Children's weight is getting to be an obsession with grown-ups -- with concerns over obesity on one side, body image and eating disorders on the other. The safest approach may lie in focusing on weight as a matter of health rather than beauty, and teaching your child to eat in ways that will give the most energy and nutritional benefit. That's the approach taken by Get a Healthy Weight for Your Child,
a book that presents a detailed plan for improved nutrition and exercise. If your child's weight is an immediate concern and you're ready as a family to make a significant commitment to changing your lifestyle, following that plan is an excellent project to take on and follow through. But even if you can't make that commitment right now or don't need to go to that degree of effort, the book has plenty of good suggestions and information to help you teach your child about healthy eating. Read or at least skim through Chapters 3-6 to give yourself a good base of knowledge about healthy and unhealthy foods, and then use these tools from Chapter 8 to teach your child healthy habits:
- Make a large wall chart based on the nutrition goals on page 224 and give your child a sticker or other small prize for each daily amount met.

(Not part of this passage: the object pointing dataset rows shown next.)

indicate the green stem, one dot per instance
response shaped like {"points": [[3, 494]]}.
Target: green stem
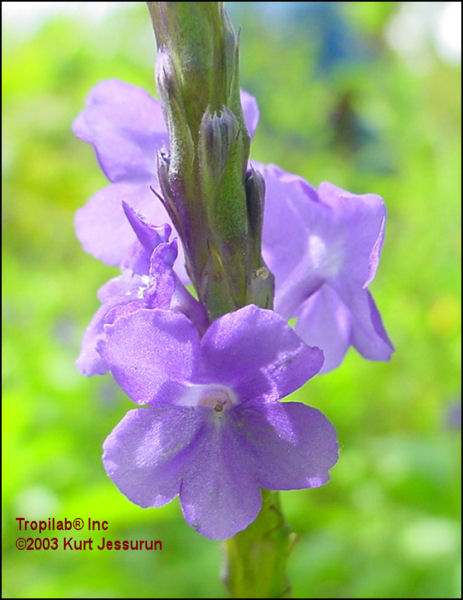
{"points": [[255, 559], [216, 205]]}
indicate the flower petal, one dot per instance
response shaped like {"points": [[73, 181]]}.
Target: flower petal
{"points": [[288, 199], [144, 455], [219, 496], [104, 230], [89, 361], [255, 351], [151, 353], [283, 464], [326, 322], [360, 220], [368, 334], [126, 127], [102, 227]]}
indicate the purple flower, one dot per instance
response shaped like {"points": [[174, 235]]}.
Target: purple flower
{"points": [[323, 246], [147, 281], [212, 429], [126, 128]]}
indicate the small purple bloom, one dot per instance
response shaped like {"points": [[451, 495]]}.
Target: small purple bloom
{"points": [[323, 246], [147, 281], [212, 429], [126, 128]]}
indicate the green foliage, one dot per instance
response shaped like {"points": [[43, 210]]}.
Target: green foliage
{"points": [[387, 525]]}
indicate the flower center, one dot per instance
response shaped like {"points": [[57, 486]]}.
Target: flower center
{"points": [[218, 399], [215, 396]]}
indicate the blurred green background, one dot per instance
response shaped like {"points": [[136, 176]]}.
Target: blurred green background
{"points": [[345, 96]]}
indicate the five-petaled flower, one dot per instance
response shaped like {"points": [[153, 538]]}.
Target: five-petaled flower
{"points": [[211, 428]]}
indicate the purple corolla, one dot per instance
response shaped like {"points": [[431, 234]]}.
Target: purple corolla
{"points": [[147, 281], [323, 247], [210, 427]]}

- Award points for successfully meeting the nutrition goals on the chart and hold a family competition to see who makes the most in a week.
- Set weekly program goals like those described on page 226, and work on them daily with your child.
- Make a project to fill out the worksheets on pages 232 and 233 with your child. Have your child help you come up with goals based on the answers.
- Take a little time each day to look at serving sizes, using information on packaging and the chart on page 237. Practice measuring and comparing different servings.
- Take your child grocery shopping and challenge him to use the things you've learned together to help you make good food choices.
You may find that it's easier to change your child's habits than your own, and that your child will quickly take your place as the "food police." The benefits of this increased knowledge for your child, your family, and yourself will pay off in better health and fitness for the whole family -- and all this serving calculation doesn't hurt math skills, either.